Tuesday’s flooding was insane. There’s really no other way to put it.
But by now we’ve all dried out our shoes and made it safely home, reveling in the photos of frat guys floating on inflatable pool rafts in front of Thomas and Mack, of people in front of the Student Union with fishing poles in hand, and the many funny image macros about the chaos shared by our very own ‘UNLV Memes’ and spread around social media like wildfire.
All in good fun, of course. We are lucky the rain didn’t last longer, but some students found their luck ran out completely that day.
While many were laughing with friends at spectacles like the Alumni Amphitheatre turned into a swimming hole, others were returning from class to find their cars totalled by floodwater.
Some students we encountered lacked insurance with flood coverage. One girl at Thomas and Mack opened her trunk to find soaked textbooks. Another student opened the door to his expensive Mustang to find inches of water under the dashboard.
We learned many things in a short time: don’t park anywhere near Thomas and Mack if it starts raining hard, flood coverage is a necessity in Vegas, and have extra shoes on hand in case yours get swept away in an unrelenting deluge of nasty brown water. We also learned that UNLV doesn’t seem to have a solid contingency plan in the event of flooding.
Students were forced to take matters in their own hands, with many wading out into the muck in order to rescue their property or help others do the same.
Had the rain been much worse, we may have measured the cost in lives and not just dollars. In a span of several hours in the heavily flooded Black Lot, only one UNLV Police officer arrived on scene and by then it was already too late.

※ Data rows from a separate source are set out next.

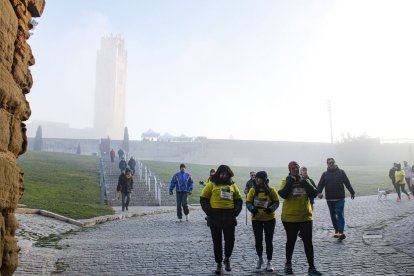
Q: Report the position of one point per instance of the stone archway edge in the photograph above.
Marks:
(102, 219)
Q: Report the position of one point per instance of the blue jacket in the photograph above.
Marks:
(182, 182)
(333, 180)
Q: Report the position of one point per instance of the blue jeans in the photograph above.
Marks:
(336, 209)
(182, 201)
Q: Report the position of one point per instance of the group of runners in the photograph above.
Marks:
(222, 202)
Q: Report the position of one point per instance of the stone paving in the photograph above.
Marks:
(158, 245)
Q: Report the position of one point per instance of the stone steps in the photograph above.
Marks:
(144, 193)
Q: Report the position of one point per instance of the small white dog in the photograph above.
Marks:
(383, 193)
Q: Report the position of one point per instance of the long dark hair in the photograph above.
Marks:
(265, 186)
(223, 169)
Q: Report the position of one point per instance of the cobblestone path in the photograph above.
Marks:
(380, 241)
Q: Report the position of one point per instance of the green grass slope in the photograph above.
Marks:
(63, 183)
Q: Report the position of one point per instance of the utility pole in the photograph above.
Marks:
(330, 119)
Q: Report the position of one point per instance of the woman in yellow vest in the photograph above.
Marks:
(297, 215)
(221, 201)
(400, 182)
(262, 201)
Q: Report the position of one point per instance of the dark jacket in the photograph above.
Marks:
(249, 185)
(391, 174)
(125, 185)
(132, 163)
(122, 165)
(333, 180)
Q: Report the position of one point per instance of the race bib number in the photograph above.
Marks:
(260, 203)
(225, 194)
(298, 191)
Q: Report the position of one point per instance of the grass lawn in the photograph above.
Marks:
(66, 184)
(365, 180)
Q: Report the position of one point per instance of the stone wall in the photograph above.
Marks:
(15, 82)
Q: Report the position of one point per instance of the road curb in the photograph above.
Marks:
(96, 220)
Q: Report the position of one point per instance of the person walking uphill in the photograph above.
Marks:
(112, 154)
(333, 180)
(221, 201)
(182, 182)
(122, 165)
(262, 201)
(297, 215)
(125, 186)
(400, 182)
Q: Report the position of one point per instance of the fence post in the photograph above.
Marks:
(102, 182)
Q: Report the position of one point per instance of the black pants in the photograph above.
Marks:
(292, 229)
(401, 187)
(216, 234)
(269, 229)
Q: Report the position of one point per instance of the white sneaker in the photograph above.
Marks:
(269, 266)
(259, 263)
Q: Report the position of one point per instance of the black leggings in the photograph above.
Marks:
(269, 229)
(216, 234)
(401, 187)
(292, 229)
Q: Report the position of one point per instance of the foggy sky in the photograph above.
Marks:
(260, 70)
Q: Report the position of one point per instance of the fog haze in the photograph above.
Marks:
(256, 70)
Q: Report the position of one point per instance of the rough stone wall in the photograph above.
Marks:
(15, 81)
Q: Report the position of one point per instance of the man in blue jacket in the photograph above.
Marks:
(183, 184)
(333, 180)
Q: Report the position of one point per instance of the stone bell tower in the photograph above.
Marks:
(16, 21)
(110, 88)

Security personnel from Thomas and Mack arrived but sat in their cart and made themselves useless. In some places, orange cones were the only semblance of order, while phone alerts sent out by the university arrived as students were already shoveling water out of their backpacks. It’s not UNLV’s fault that this city was designed by committee, but there should be some safeguards put in place.
Students we talked to claimed that similar flooding had happened in the past, so why not put up warning signs in affected lots or send phone alerts a day before heavy showers are expected?

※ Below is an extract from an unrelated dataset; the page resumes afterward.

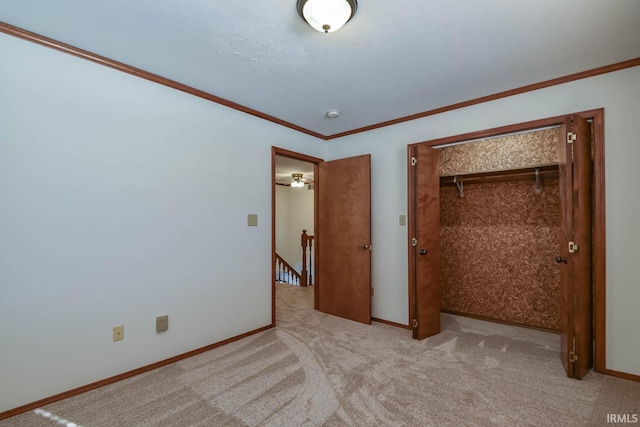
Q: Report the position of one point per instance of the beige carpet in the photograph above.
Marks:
(315, 369)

A masters program in Crisis and Emergency Management was recently established in the Greenspun College of Urban Affairs; a thorough flood contingency plan could be their first contribution to the community.
As for Thomas and Mack security and UNLV Police, we pay them to protect and serve, not sit in their cars and watch students do the dirty work.
The students affected by the flood could have benefited from a little help that day, and it’s not too much to ask of officials to give their policies and performance an honest review.
Most made it out okay, but those that didn’t face severe financial repercussions that could end their college careers before they even start.